As the customer, when you're buying from a scalper you know you're buying at a higher price than the advertised price.
> what if the group of friends changes - who pays the admin fees?
I don't see what admin fees must exist for this. Software manages anything. Printing a new ticket is cheap.
> Many scalpers are rather experienced and organised.
So is law enforcement. Scalpers can't hide the fact that they're selling.
How do you determine scalpers? I buy 6 tickets for me and my friends and we all get sick. Are we scalpers? I buy 1 ticket and a work trip gets foisted on me the next day so I try to resell. Am I a scalper?
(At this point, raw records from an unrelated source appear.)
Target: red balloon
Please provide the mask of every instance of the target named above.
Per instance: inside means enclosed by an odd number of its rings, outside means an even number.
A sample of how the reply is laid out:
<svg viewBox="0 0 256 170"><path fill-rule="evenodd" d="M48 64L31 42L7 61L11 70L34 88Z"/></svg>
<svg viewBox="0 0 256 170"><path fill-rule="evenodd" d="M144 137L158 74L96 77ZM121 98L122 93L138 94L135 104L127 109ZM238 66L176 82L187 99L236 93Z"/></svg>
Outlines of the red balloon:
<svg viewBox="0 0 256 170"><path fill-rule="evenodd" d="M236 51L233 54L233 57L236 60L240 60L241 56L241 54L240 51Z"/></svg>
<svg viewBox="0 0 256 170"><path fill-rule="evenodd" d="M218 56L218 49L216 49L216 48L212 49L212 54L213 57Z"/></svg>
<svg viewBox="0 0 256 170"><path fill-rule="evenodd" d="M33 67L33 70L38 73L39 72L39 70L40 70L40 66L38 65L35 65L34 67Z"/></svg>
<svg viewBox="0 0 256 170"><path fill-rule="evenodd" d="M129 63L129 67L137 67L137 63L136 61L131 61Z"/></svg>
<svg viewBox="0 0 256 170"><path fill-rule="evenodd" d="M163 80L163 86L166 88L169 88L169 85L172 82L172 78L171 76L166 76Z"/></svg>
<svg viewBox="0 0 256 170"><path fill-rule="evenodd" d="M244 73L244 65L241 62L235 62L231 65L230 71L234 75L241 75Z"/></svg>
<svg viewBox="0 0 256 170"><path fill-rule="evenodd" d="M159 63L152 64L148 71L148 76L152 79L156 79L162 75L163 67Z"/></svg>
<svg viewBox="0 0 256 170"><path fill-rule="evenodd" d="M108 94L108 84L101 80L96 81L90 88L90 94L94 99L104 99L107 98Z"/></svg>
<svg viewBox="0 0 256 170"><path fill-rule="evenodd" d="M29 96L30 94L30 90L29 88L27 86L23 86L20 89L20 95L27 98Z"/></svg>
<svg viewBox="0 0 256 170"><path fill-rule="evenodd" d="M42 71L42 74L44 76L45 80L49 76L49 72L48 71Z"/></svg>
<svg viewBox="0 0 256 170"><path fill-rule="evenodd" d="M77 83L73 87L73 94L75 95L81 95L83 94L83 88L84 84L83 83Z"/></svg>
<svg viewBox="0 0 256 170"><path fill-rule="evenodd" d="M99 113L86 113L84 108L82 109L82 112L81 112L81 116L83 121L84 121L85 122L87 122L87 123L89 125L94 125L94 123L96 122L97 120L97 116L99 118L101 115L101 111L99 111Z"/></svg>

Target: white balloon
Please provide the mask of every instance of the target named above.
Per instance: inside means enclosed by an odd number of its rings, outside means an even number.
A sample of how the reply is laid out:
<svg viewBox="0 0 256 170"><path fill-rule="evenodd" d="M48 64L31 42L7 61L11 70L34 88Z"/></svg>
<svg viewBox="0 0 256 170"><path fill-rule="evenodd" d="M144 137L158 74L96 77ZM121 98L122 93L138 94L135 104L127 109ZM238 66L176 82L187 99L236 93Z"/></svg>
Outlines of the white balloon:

Won’t everyone just charge the ticket buyer the price of the bond? So this still only harms the fans that want to see the show. The scalpers just need to have more up front capital in your system.
If you return the ticket to the venue/band, you get your money back, get the bond back, and you're not a scalper.
Charging the ticket buyer the price of the bond doesn't only harm the fans that want to see the show. It also harms the band that won't have fans come see the show. It's an incentive for the band to buy back unused tickets. Bands currently don't do that.
Fans demanding ticket buy backs puts pressure on bands to put an end to scalping. It's fans who pay the entire cost of scalping now, not bands.
The reason people suggested that for emails, is because you have to send a large number of times to spam. With social media, that's not true. A single post can be viewed a large number of times.
Use quadratic post fees. The larger the number of people who try to view a post, the larger the fee becomes or the post stops being viewable.
So the fee isn't a one-time fee, but an "open" fee that keeps increasing.
Another mechanism is to require a fee to view. If after viewing the content the user deems the content isn't valuable, they flag it in some way or they don't bookmark it, and this indicates the poster should pay the display fee.
https://news.ycombinator.com/item?id=44246859
FWIW, when potentially live saving content gets flagged on HN, effectively censoring it, I can't help but think there's a concerted effort by some actors (terrorist organizations, 3-letter agencies, foreign countries) to suppress information.
It's a big reason I avoid HN. I can imagine censoring free-speech being HN's downfall.